Archiving Data to HPSS

The NERSC HPSS Archive is a large tape library that can store the simulations files for long periods of time. It is recommended to move your data to HPSS frequently, since the scratch filesystems fill up and NERSC will purge data periodically.

The script nersc.xfer.slurm in job_scripts/perlmutter/:

nersc.xfer.slurm

can be used to archive data to HPSS automatically. This is submitted to the xfer queue and runs the script process.xrb in job_scripts/hpss/:

process.xrb

which continually looks for output and stores it to HPSS. By default, the destination directory on HPSS will be have the same name as the directory your plotfiles are located in. This can be changed by editing the``$HPSS_DIR`` variable at the top of process.xrb.

The following describes how to use the scripts:

  1. Copy the process.xrb script and the slurm script nersc.xfer.slurm into the directory with the plotfiles.

  2. Submit the archive job:

    sbatch nersc.xfer.slurm
    

    The script process.xrb is called from the xfer job and will run in the background and continually wait until checkpoint or plotfiles are created.

    Note

    process.xrb always leaves the most recent plotfile and checkpoint file alone, since data may still be written to it.
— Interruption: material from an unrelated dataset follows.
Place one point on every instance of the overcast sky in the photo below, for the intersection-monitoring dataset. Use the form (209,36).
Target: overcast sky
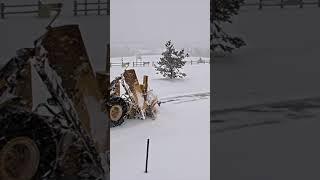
(152,22)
    The script will use htar to archive the plotfiles and checkpoints to HPSS.

    If the htar command was successful, then the plotfiles are copied into a plotfile/ subdirectory. This is actually important, since you don’t want to try archiving the data a second time and overwriting the stored copy, especially if a purge took place. The same is done with checkpoint files.

Some additional notes:

  • If the ftime executable is in your path (ftime.cpp lives in amrex/Tools/Plotfile/), then the script will create a file called ftime.out that lists the name of the plotfile and the corresponding simulation time.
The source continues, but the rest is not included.